Once the service is defined, it is important to highlight the interface. Interfaces are layers that guide the registration, discovery, provisioning, and management of services. Interfaces abstract the complexity of the network and data model, and allow the client and server to communicate satisfactorily, and data exchange occurs. Data exchange may be synchronous or asynchronous. Unlike the current model of industrial automation, creating services in the devices will introduce the concept of events, where there is no predetermined cycle time, being in charge of the customer’s need. The interfaces help the composition of services and reuse of components already developed.
A distributed vision of services and a new interaction between cyber-physical systems and the interoperability between these management systems as ERP or MES is shown on Fig. 2.
Service in automation industry (shop floor) is the union of a hardware part that can be real or virtual and a logical part called abstract service that encapsulates the details and via an interface allows another devices or systems access and exchange data to execute procedures from upper-level managers.

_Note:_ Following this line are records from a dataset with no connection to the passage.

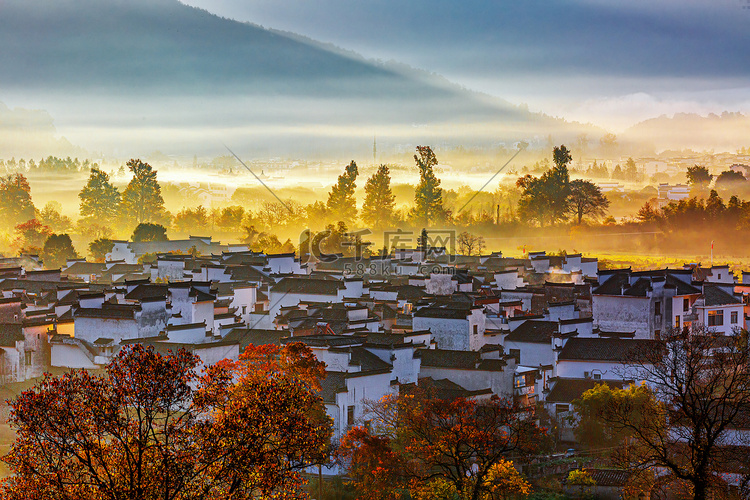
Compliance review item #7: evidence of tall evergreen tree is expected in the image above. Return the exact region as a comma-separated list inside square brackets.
[78, 165, 120, 224]
[42, 234, 78, 269]
[0, 174, 36, 226]
[327, 160, 359, 223]
[568, 179, 609, 224]
[122, 160, 164, 224]
[542, 145, 573, 222]
[414, 146, 445, 226]
[362, 165, 396, 228]
[516, 146, 572, 227]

In industry 4.0, the integration is no longer vertical or horizontal, but rather collaborative and made throughout the entire life cycle between several elements of production, inputs, machinery, process computers that aim to monitor, control, and trace all stages of production. All stages and elements exchange real-time data in an autonomous and automated mode. In this scenario orchestration of software and physical (or virtual) elements through services should be rethought. And it is a significant open challenge.
All the shop floor elements offer their functionalities through services, being able to act as client or server depending on the process and the context, which services are described in the data model, that interconnect the factory floor with the corporate systems through common interfaces.

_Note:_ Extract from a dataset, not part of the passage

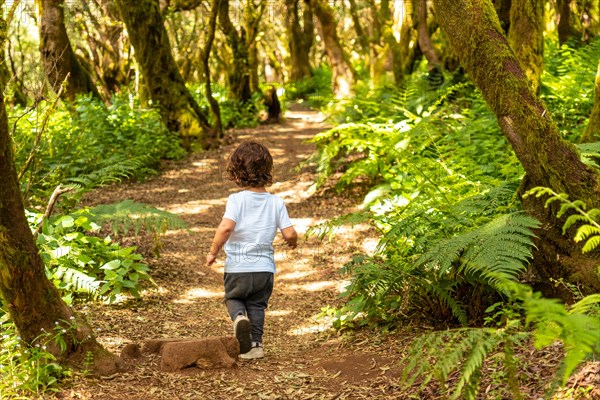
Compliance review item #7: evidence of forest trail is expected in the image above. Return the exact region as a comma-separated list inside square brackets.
[56, 110, 403, 399]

These components contribute to the Industry 4.0 concept by abstracting the complexity of the manufacturing system by modifying the interaction between the devices, facilitating adaptations and setup changes, and allowing for less human interference. For this purpose an internal database will be used and fed by all the components in the cloud with data: for example historical data, tags, IP addresses, last revisions about devices critical to the operation. External database may contain data on failures, maintenance procedures, shutdowns, documentation, data of controllers, configuration data, or other information considered relevant.
An important advantage of CPS is the processing capability is the prediction service. The prediction can perform prognostics and analyze not only the internal database, but uses data referring to performances of similar devices seeking similarities and functions below established standards, generating alert for the management. Furthermore, it seeks to infer future behavior, seeking to obtain the optimal point to carry out some preventive action and for this will inform the responsible technical manager or responsible. It seeks to implement a more effective predictive analysis in the detection of failures, causing the maintenance by a break or the unplanned stops are reduced, with more information one can plan and perform better actions.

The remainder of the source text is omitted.